The Financial Times did, and still does, deliver the dry facts. They have no need to pepper the news or op-ed with ideological diatribes, for their readers knew their class and by extension their classes interests. There were few fence sitters in their audience. I appreciated this, for I was keenly independent in thought and found the Wall Street Journal's slant rather vile and insidious. I understood shy they thought it necessary for in America, "class" was primarily economic, far more amorphous, the associated politics more resembled the shifting sands of the Sahara. This meant that there many fence sitters, working-class by birth, middle-class by education, and perhaps upper-middle by profession. They were inherently conflicted and presumably could be swayed by persuasive ideological argument, and/or cynically bent reporting, or deeply ideological op-ed rants.

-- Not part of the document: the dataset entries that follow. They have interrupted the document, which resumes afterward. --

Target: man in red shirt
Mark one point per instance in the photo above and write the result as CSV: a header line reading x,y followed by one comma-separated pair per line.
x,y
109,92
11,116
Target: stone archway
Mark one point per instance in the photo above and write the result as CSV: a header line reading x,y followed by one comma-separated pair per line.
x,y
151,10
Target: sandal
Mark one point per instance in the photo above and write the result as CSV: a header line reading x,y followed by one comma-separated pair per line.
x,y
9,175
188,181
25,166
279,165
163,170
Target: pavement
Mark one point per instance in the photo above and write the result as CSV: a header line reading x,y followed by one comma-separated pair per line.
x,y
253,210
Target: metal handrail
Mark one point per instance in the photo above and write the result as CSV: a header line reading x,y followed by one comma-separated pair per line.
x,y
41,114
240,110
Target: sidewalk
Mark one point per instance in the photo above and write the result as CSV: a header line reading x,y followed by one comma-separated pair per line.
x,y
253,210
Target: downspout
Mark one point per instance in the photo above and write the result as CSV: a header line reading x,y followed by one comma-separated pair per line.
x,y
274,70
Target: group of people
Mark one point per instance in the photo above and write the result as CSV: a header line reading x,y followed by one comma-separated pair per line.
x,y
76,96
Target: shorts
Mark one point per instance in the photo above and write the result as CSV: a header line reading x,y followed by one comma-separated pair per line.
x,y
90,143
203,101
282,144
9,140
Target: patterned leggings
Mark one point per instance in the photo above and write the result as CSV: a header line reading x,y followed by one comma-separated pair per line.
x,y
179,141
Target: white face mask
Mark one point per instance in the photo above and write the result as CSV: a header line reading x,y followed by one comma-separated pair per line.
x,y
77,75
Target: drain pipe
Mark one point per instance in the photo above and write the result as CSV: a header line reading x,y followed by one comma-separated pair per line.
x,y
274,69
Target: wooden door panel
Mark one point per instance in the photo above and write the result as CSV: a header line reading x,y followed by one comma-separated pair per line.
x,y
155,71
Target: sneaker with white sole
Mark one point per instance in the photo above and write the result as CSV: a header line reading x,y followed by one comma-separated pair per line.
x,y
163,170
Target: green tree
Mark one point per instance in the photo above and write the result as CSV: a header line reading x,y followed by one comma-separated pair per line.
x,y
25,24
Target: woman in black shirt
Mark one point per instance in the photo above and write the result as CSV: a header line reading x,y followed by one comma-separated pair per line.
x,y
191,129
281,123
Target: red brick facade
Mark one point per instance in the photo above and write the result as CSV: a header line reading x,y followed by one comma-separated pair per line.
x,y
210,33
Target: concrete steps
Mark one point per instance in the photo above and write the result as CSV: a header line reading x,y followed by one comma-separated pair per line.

Today, I still read the Financial Times. And for the most part, they remain "centrist" in the political-economy of their editorial stance (though they've sold out to "the Suits", of late, caving in to vulgarity and the crassest of consumption with their "How To Spend It" and "Property" inserts). But the thought of a Wall Street Journal owned by Murdoch & Co. is, I must reveal, a rather depressing one. As if CNBC's bubblevision weren't sufficiently theatrical with talking heads Kudlow, Cramer, Perky Bartiromo, and their two-minute interviews with the "movers, shakers, and "hot-hands", we know must countenance "Fair & Balanced" in Finance. No more recession. No more pessimism. Your either with us or against us. Bullishness or broker. Bears, skeptics, cyncics, pessimists and maybe even just those this a valid and correct (by contrary) point of view, kind of like France and Germany during the Iraq war will now be ridiculed in print, and in the op-ed. As a result, if consummated, we will have to assign "contrarianism", like Communism before it, to the dustbin of history....ne c'est pas?